Perbedaan sikap juga terlihat dalam sejumlah isu lain, termasuk persoalan imigrasi di Amerika Serikat, perubahan aturan teknis pertandingan, hingga penerapan jeda minum dan jeda pertandingan final yang dinilai terlalu panjang. UEFA juga mengkritik kebijakan harga tiket dinamis FIFA yang dianggap membuat biaya menonton pertandingan semakin mahal. Sebaliknya, UEFA berjanji menjaga harga tiket Euro 2028 tetap terjangkau dan tidak menerapkan sistem kenaikan harga dinamis.

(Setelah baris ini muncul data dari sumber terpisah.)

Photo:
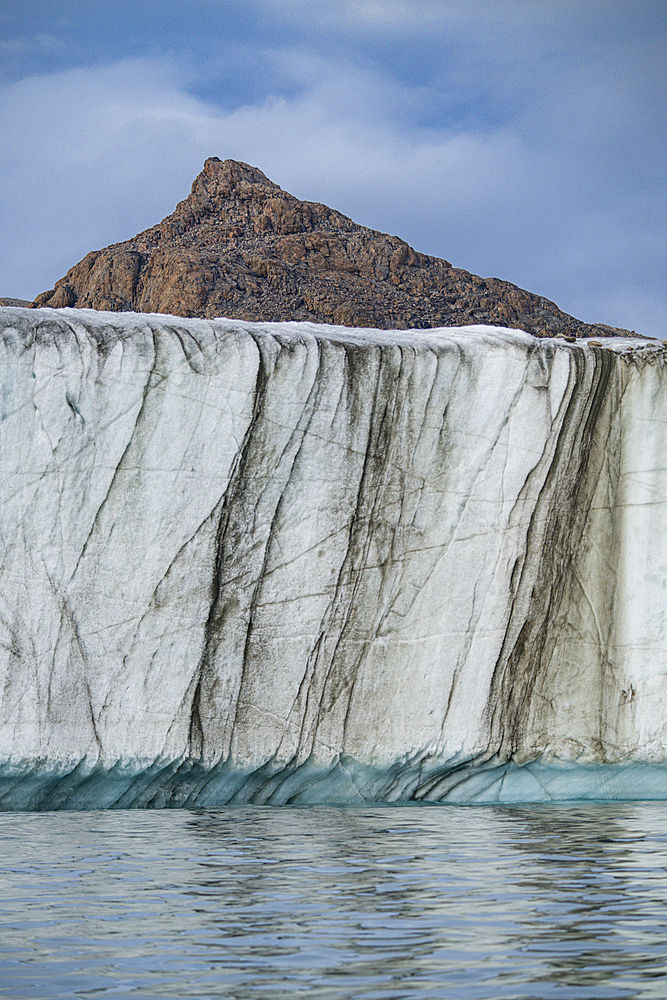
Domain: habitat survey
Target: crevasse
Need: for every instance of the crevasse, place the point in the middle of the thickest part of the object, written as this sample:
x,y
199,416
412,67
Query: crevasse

Ketegangan semakin terlihat setelah Ceferin disebut menolak gagasan Presiden FIFA, Gianni Infantino untuk memperluas Piala Dunia 2030 menjadi 64 peserta. Dalam perkembangan turnamen 2026, Spanyol akhirnya keluar sebagai juara setelah mengalahkan Argentina 1-0 melalui gol Ferran Torres pada menit ke-113. Gelar tersebut menjadi trofi Piala Dunia kedua bagi Spanyol setelah sebelumnya meraih juara pada 2010.